But he was somebody now. He was infantry Captain Edward Francis Dunne, packing six machine guns, three mortars, six rocket launchers, and 100-or-so crack shot Marine riflemen. He helped bloody the North Vietnamese Army during the 1968 retake of Hue City and, years later at his rifle company’s reunions, stories of courage and valor reflected well on his conduct during that time of heavy combat.
I got back to Vietnam midway through my brother’s tour and we served together in the 3rd Bn, 1st Marines, 1st Marine Division. In the lovely Que Son Valley hill country west of Da Nang, elements of the 1st Marine Division took on the rough and tumble 2nd NVA Division and, for a short time, Eddie and I lived our youthful fantasies, he a rifle company commander, me a rifle company platoon sergeant. The Marine Corps caught up with us—something about the Sullivan brothers—so we signed waivers to stay in-country and that was that.
It was after we returned home to the states that it happened. On a Sunday morning under the sun-dappled girders of the #7 subway line in New York City’s Woodside neighborhood, we were walking to St. Sebastian’s Church when a neighborhood kid we knew confronted us. It was about the war and this fired-up little hophead actually spit at my brother. Eddie, resplendent in officer dress blues, wife and two little boys in tow, was open-mouthed astounded. How could such cruel derision be? Like most Vietnam veterans, he had no way of defending himself, no way at all. He shrunk within.
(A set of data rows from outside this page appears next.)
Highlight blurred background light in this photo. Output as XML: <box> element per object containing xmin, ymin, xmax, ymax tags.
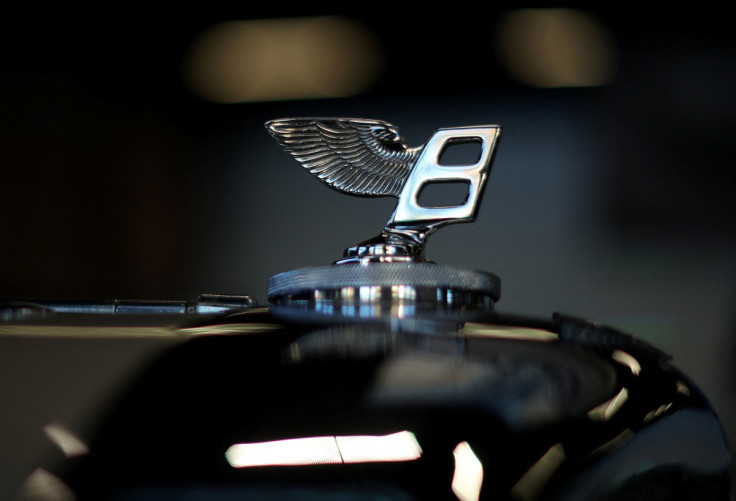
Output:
<box><xmin>497</xmin><ymin>9</ymin><xmax>617</xmax><ymax>87</ymax></box>
<box><xmin>184</xmin><ymin>16</ymin><xmax>382</xmax><ymax>103</ymax></box>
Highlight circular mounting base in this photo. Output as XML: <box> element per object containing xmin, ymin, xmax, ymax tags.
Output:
<box><xmin>268</xmin><ymin>262</ymin><xmax>501</xmax><ymax>319</ymax></box>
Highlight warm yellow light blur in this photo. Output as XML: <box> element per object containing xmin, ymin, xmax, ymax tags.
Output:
<box><xmin>452</xmin><ymin>442</ymin><xmax>483</xmax><ymax>501</ymax></box>
<box><xmin>184</xmin><ymin>16</ymin><xmax>382</xmax><ymax>103</ymax></box>
<box><xmin>497</xmin><ymin>9</ymin><xmax>617</xmax><ymax>87</ymax></box>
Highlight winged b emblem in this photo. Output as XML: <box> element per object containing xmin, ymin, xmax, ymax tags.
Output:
<box><xmin>266</xmin><ymin>118</ymin><xmax>501</xmax><ymax>256</ymax></box>
<box><xmin>266</xmin><ymin>118</ymin><xmax>423</xmax><ymax>197</ymax></box>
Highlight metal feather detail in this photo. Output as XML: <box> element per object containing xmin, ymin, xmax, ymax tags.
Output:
<box><xmin>266</xmin><ymin>118</ymin><xmax>423</xmax><ymax>197</ymax></box>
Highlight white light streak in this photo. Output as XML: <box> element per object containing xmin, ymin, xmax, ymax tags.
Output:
<box><xmin>225</xmin><ymin>431</ymin><xmax>422</xmax><ymax>468</ymax></box>
<box><xmin>452</xmin><ymin>442</ymin><xmax>483</xmax><ymax>501</ymax></box>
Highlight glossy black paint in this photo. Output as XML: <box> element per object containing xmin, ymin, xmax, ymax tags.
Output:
<box><xmin>44</xmin><ymin>311</ymin><xmax>730</xmax><ymax>500</ymax></box>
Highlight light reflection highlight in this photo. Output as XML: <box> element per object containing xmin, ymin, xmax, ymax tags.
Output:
<box><xmin>43</xmin><ymin>423</ymin><xmax>89</xmax><ymax>458</ymax></box>
<box><xmin>452</xmin><ymin>442</ymin><xmax>483</xmax><ymax>501</ymax></box>
<box><xmin>611</xmin><ymin>350</ymin><xmax>641</xmax><ymax>376</ymax></box>
<box><xmin>460</xmin><ymin>322</ymin><xmax>559</xmax><ymax>341</ymax></box>
<box><xmin>225</xmin><ymin>431</ymin><xmax>422</xmax><ymax>468</ymax></box>
<box><xmin>184</xmin><ymin>16</ymin><xmax>384</xmax><ymax>103</ymax></box>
The years went by. The sword tarnished, its glimmer of virtue vanishing. Divorce came. Then another. At a wedding, a man asked my brother, “How could you fight for something you didn’t believe in?” Assault charges were filed. One of Eddie’s sons married into another Irish family and the new in-laws preferred not to associate with us baby killers. Hard living had declined Eddie’s health and he was hunched over when we walked into a new generation Irish bar in New York City’s Maspeth neighborhood. The young Irish bartender, polished and stern, took one look at my brother and with a heavy brogue said, “Sir, I cannot serve you.”
Some years later when I visited Eddie in North Carolina, the sword was on the wall, its handle broken, the scabbard dirty. Then the aneurysm came and Eddie was committed to the North Carolina State Veterans Home in Fayetteville, NC.
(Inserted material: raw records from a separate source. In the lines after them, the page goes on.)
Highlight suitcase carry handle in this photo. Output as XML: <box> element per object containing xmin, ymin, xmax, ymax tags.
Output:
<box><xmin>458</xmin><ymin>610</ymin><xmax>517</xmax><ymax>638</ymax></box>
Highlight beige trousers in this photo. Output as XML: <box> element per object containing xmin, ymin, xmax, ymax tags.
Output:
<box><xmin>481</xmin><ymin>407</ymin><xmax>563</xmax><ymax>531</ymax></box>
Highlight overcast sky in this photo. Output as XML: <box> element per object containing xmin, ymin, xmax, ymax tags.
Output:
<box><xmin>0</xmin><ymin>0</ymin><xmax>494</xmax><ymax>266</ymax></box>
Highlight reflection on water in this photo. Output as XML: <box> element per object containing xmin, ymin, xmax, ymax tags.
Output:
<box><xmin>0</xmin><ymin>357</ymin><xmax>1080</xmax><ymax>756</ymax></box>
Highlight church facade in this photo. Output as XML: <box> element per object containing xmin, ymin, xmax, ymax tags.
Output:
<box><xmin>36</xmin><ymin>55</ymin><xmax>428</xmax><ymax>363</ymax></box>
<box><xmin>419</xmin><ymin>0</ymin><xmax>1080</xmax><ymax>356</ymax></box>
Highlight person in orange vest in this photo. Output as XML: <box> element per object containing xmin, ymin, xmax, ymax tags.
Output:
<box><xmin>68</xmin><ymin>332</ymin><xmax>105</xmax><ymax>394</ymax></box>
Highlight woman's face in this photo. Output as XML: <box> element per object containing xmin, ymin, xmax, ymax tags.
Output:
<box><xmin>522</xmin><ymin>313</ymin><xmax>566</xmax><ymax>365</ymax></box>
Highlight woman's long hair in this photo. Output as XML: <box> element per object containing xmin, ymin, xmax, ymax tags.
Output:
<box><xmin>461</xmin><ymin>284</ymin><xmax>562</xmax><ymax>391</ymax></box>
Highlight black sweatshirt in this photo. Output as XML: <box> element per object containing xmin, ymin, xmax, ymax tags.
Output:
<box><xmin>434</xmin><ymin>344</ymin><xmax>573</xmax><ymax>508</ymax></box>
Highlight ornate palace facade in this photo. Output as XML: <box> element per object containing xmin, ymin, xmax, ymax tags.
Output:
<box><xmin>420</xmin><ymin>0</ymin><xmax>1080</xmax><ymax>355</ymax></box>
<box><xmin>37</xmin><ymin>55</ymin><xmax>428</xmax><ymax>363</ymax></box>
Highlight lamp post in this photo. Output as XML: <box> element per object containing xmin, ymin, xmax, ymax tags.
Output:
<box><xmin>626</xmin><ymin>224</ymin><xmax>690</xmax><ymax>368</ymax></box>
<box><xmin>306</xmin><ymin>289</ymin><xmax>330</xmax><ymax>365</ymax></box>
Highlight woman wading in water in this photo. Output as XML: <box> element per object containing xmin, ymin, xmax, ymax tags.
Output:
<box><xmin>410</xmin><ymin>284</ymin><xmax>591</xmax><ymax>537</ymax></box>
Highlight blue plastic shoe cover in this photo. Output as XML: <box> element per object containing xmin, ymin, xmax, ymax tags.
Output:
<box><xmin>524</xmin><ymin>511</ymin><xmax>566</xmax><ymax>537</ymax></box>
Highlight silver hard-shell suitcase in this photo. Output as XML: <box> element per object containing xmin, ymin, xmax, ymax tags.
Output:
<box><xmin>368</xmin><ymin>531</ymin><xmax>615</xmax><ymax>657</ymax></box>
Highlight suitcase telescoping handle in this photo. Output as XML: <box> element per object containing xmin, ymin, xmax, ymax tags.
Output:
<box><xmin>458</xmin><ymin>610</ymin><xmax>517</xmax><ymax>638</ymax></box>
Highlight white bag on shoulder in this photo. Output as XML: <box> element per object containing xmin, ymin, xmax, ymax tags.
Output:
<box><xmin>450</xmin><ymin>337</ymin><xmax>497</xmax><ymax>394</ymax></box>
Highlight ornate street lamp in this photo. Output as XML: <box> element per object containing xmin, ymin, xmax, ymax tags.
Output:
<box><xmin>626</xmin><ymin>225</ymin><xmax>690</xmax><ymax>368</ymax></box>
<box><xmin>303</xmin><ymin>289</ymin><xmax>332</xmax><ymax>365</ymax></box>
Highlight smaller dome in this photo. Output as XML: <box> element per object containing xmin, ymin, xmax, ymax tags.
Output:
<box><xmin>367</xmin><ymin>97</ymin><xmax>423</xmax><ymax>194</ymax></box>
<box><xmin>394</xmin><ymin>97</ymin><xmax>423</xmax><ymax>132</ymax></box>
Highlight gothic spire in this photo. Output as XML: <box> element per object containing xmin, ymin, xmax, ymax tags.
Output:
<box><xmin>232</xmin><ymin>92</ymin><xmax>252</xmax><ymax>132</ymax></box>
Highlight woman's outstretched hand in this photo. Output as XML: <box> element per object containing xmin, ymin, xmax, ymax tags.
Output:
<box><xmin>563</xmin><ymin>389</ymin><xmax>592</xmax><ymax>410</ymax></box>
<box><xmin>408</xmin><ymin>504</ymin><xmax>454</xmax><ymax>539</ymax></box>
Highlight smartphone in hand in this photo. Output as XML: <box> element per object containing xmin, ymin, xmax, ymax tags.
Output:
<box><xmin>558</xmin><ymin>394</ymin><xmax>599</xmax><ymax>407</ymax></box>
I’d drive up from Florida to visit him, pack him into a wheelchair, and take him to the downtown Fayetteville street mall for lunch and cocktails. On our last Memorial Day together, we watched the city of Fayetteville’s Memorial Day Parade.
It was cold for Fayetteville and, to keep my brother warm in the wheelchair, I wrapped a camouflage poncho liner around his shoulders. As the parade went by, a high school marching band appeared, with a big American flag in front. Eddie saw it, wanted to stand up and salute, but couldn’t make it out of the wheelchair.
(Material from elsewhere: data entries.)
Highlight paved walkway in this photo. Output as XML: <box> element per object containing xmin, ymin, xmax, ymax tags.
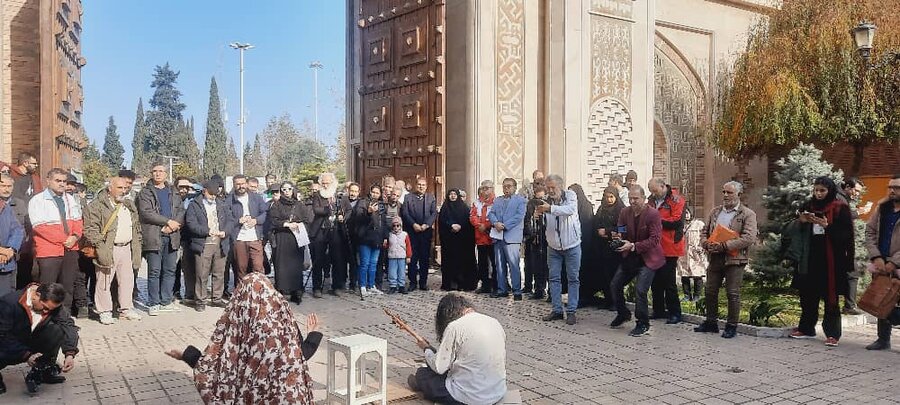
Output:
<box><xmin>0</xmin><ymin>277</ymin><xmax>900</xmax><ymax>404</ymax></box>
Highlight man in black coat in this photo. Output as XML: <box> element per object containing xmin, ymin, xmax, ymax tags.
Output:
<box><xmin>0</xmin><ymin>283</ymin><xmax>78</xmax><ymax>394</ymax></box>
<box><xmin>309</xmin><ymin>173</ymin><xmax>348</xmax><ymax>298</ymax></box>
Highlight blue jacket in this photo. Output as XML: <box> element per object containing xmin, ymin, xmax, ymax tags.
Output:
<box><xmin>488</xmin><ymin>194</ymin><xmax>528</xmax><ymax>243</ymax></box>
<box><xmin>184</xmin><ymin>195</ymin><xmax>234</xmax><ymax>256</ymax></box>
<box><xmin>0</xmin><ymin>202</ymin><xmax>25</xmax><ymax>273</ymax></box>
<box><xmin>225</xmin><ymin>191</ymin><xmax>269</xmax><ymax>242</ymax></box>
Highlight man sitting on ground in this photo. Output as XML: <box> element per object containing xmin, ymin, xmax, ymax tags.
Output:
<box><xmin>0</xmin><ymin>283</ymin><xmax>78</xmax><ymax>394</ymax></box>
<box><xmin>407</xmin><ymin>293</ymin><xmax>506</xmax><ymax>404</ymax></box>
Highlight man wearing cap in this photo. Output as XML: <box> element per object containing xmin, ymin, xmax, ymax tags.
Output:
<box><xmin>185</xmin><ymin>179</ymin><xmax>234</xmax><ymax>312</ymax></box>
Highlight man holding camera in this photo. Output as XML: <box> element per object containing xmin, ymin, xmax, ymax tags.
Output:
<box><xmin>608</xmin><ymin>185</ymin><xmax>666</xmax><ymax>336</ymax></box>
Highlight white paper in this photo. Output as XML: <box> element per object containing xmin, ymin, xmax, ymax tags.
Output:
<box><xmin>291</xmin><ymin>223</ymin><xmax>309</xmax><ymax>247</ymax></box>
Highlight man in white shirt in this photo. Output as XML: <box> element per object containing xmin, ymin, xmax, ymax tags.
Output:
<box><xmin>407</xmin><ymin>293</ymin><xmax>506</xmax><ymax>404</ymax></box>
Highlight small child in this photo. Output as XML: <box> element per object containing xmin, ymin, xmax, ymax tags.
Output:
<box><xmin>388</xmin><ymin>217</ymin><xmax>412</xmax><ymax>294</ymax></box>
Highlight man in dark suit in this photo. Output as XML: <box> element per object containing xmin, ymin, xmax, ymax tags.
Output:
<box><xmin>400</xmin><ymin>177</ymin><xmax>437</xmax><ymax>292</ymax></box>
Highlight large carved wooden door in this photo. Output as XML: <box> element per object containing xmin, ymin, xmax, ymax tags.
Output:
<box><xmin>355</xmin><ymin>0</ymin><xmax>444</xmax><ymax>195</ymax></box>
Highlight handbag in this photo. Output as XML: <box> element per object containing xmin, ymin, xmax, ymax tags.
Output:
<box><xmin>81</xmin><ymin>204</ymin><xmax>122</xmax><ymax>259</ymax></box>
<box><xmin>857</xmin><ymin>275</ymin><xmax>900</xmax><ymax>319</ymax></box>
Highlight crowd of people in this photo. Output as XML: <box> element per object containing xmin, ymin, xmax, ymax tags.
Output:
<box><xmin>0</xmin><ymin>148</ymin><xmax>900</xmax><ymax>393</ymax></box>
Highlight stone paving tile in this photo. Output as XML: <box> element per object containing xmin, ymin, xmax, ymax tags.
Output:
<box><xmin>0</xmin><ymin>279</ymin><xmax>900</xmax><ymax>405</ymax></box>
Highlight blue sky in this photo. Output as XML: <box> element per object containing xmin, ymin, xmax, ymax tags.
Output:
<box><xmin>81</xmin><ymin>0</ymin><xmax>346</xmax><ymax>161</ymax></box>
Then, tender mercies. As the marching band came abreast, stopped, and marked time in place to the rat-a-tat-tat of the drums, the Drum Major pointed his baton at my brother’s creaky efforts and Eddie strengthened. Four Majorettes, smiling young high school girls, turned, stepped up, and faced my brother with twirling batons, nodding at him in salute. He strengthened more, tried to get all the way up, but couldn’t make it. The poncho liner slipped from his shoulder.
One of the majorettes stopped, stepped toward my brother, and pulled the poncho liner close around his neck. With a musical southern accent, this lovely young woman said, “God Bless you, Marine.” Somehow Eddie made it all the way up as he snapped a smart Marine officer’s salute.
Seeing my brother momentarily tall and straight, knowing what I knew about his honorable combat service, and understanding how he’d been treated by his fellow American citizens, I couldn’t help but think, “There’s nobody tougher than the Americans.”